I like the playlist book to be condensed this way but it is tricky to not have them listed separately when you are trying to give them each a Play It Forward number- it is also tricky if you are just assessing the songs once a month.
What do others do?
Mark M., New York
Glad you like Play It Forward, Kristi! Those students of mine who use it invariably have stronger repertoires, and have an easier time maintaining those stronger repertoires. Least possible effort for best possible results. A true win-win.
In addition to ideas other teachers may share, I thought I’d share some thoughts here, including specifically how Play It Forward might tie in.
It’s worth noting that the notion of physically shortening the playlist by including multiple versions of a piece on a single line predates the Playlist Management program and always would have brought up the same questions about just how often to practice the various items to keep them in good shape. Some of my students (not using Play It Forward) have at times chosen this approach, and when I’ve asked how they manage it, the typical answer is that they just practice all versions from a single line in a single practice session to ensure everything was covered. I think that’s what most people likely would do in such a situation. Obviously there’s a trade-off there — some of the pieces on that line will be practiced more often than they really need. And that’s true whether you’re using Play It Forward or not. For those students who sufficiently value having a physically shorter playlist, that trade-off may be worth it.

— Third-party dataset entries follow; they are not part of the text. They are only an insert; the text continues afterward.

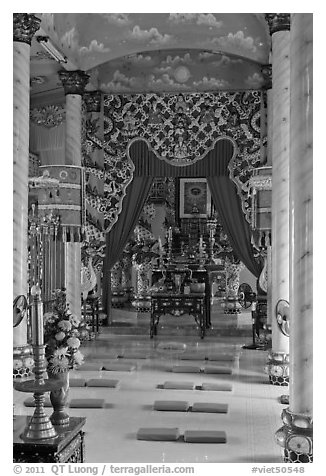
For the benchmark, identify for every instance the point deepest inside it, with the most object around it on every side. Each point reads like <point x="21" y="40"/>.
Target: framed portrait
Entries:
<point x="195" y="198"/>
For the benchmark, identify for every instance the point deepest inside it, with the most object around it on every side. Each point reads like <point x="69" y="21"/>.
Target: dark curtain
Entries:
<point x="214" y="167"/>
<point x="116" y="239"/>
<point x="228" y="205"/>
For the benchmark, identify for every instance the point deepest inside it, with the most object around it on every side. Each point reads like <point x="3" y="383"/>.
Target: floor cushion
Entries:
<point x="217" y="370"/>
<point x="119" y="367"/>
<point x="77" y="382"/>
<point x="192" y="369"/>
<point x="214" y="386"/>
<point x="158" y="434"/>
<point x="102" y="382"/>
<point x="30" y="402"/>
<point x="171" y="405"/>
<point x="204" y="436"/>
<point x="221" y="357"/>
<point x="91" y="366"/>
<point x="179" y="385"/>
<point x="209" y="407"/>
<point x="86" y="403"/>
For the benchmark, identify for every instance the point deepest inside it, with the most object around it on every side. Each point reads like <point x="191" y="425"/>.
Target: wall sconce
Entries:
<point x="51" y="49"/>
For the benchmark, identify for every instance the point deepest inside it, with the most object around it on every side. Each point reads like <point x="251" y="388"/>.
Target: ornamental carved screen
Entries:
<point x="179" y="129"/>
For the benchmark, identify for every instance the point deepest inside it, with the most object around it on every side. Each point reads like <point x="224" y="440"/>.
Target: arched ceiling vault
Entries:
<point x="158" y="52"/>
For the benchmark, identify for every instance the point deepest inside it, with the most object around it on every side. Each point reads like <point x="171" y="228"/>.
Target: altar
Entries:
<point x="176" y="305"/>
<point x="184" y="287"/>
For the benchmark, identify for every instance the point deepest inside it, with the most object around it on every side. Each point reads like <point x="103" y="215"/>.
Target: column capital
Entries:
<point x="296" y="437"/>
<point x="266" y="71"/>
<point x="24" y="27"/>
<point x="278" y="21"/>
<point x="93" y="100"/>
<point x="74" y="82"/>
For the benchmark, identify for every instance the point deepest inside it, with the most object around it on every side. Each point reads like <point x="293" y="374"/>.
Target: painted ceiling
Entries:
<point x="163" y="52"/>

It would actually, then, be a piece of cake to integrate Play It Forward there. You ask yourself the same PIF question — how many days can I wait to play this again while still keeping it in good shape? The only difference is that “this” now refers to the group as a whole instead of an individual piece/version. This will reduce the group to its lowest common denominator, i.e., the song that needs to be practiced soonest from within that line.
I can also imagine assigning some kind of code to each of the versions on a line, maybe a letter, and, again with or without Play It Forward, marking the letter when a version is practiced, so that different versions could be managed on a single line while practicing them all at different times rather than all at once. That would then open up the possibility of using Play It Forward more fully, to track each piece individually even as they’re kept together on a single line. For the benefits of the physically shorter playlist plus the song-specific Play It Forward tracking, the trade-off ends up being more clutter in the boxes in order to track not only PIF numbers and checks but also the piece-identifying codes.
All of these things are possibilities, with or without Play It Forward, with or without the Playlist Management program, and it’s all just a question of what a given student values enough to make a particular trade-off.